Shortly afterward, the 911 calls started – 25 over the 30 minutes. One call at 9:13 p.m. was transcribed as, “’People are dying they can't breathe (Inaudible)’ Can hear screaming and yelling. ‘Please stop it, please stop it, people are dying.’” 

A firefighter radioed in more concerns at 9:20 p.m. “That is when I realized that the crowd was compressing, and people were emerging from the crowd under duress. I radioed in my suspicions to HFD Command,” he told an investigator. 

It took another 19 minutes, however, before Houston police commanders said they heard, “three persons were receiving CPR and the personnel in the media towers were afraid as people were climbing the tower. We immediately moved back toward the front of the stage to find (the safety and risk director), see what was going on, and shut down the event.” 

That safety and risk director, who was later investigated by the grand jury, said the show would end at 10 p.m., but when it didn’t, he went to the technicians who had direct contact to Travis Scott’s earpiece.   

“I told the three men we had three people receiving CPR and we had to shut the show down immediately. One of the males responded by saying ‘but they're not dead,’” the commander wrote in a statement. “I yelled they might and we had to shut down. One of the males said they would tell Mr. Scott and he would come on stage and shut it down but they needed time. I did not want to risk a panic or a riot and make things worse.” 

The music didn’t stop for another 13 minutes.  

Travis Scott thought the crowd was “super chill” 

Scott’s interview with police is also in the report. He said he never heard anyone from the crowd pleading to shut it down, and even checked in with the crowd by saying, “if everyone is okay, put a finger up, and put a middle finger up.’ He stated that everyone put a middle finger up.” 

“Travis stated that he believed that the crowd did understand him when he gave that directive,” the report reads. “He stated that he has been doing this for a long time and he noted that when the people are not doing what he is asking them, then there is a problem.” 

Toward the end of the show, Drake joined him on stage and he was told in his earpiece that he needed to wrap it up, but there was no details about the emergency.  

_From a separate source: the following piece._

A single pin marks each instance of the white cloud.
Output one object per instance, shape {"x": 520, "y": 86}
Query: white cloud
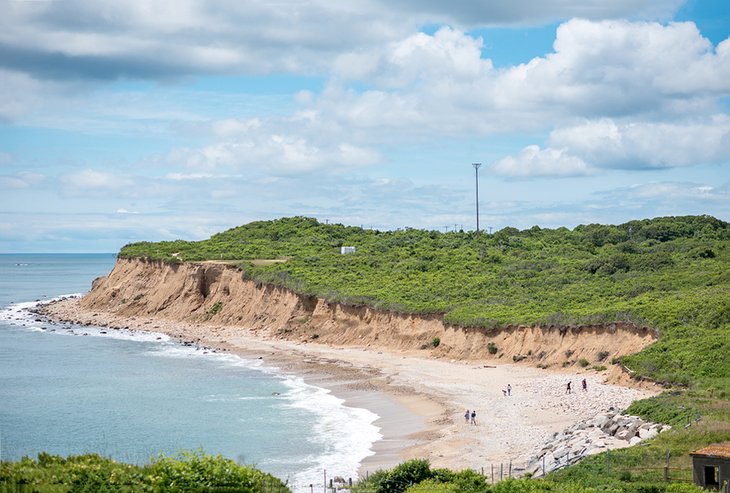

As Drake was leaving, he got another message, “he was told in his earpiece, ‘yo Trav, you got to wrap it up, its getting kinda hectic out there’ He stated again that he was supposed to go until 10:30 but he was told to stop short after Drake got off the stage,” the report said. “Again, there was no mention to the severity of the situation.” 

Although no one has been criminally indicted, numerous civil lawsuits have been filed on behalf of victims and their families. 

Houston Police Department Chief Troy Finner has said before that the report was going to be released in an effort to be transparent about their investigation.  

The documents were released on the same day as Scott released his latest album. HPD said that was just a coincidence. 

The full report can be read here.

Victims' families react to Astroworld Festival final report

Attorneys representing the families of Astroworld Festival victims call HPD's final report of the incident further proof of negligence. 

They plan to use it as evidence in civil cases.

"Families are still feeling exactly what they felt the day after the tragedy occurred," attorney Alex Hilliard said. 

Hilliard represents about 700 concertgoers who've filed a lawsuit over the event. He also represents the family of Ezra Blount, the youngest victim who died.

"There are some days when you can't get out of bed," Hilliard said. "There are some days when there's pure grief, pure shock, pure anger."

He said that was especially true when families found out no one would be criminally charged. But Hilliard said the extensive police report, which includes excruciating witness accounts, will be evidence in an ongoing civil litigation aimed, in part, at preventing future tragedies. 

In a statement, another attorney representing victim's families said:

"The report, while important for the public to see, simply confirms what we already feared and have discovered in the course of the lawsuit. That the organizers and promoters of the concert failed to properly plan, valuing profitability over the obvious safety concerns that proved fatal."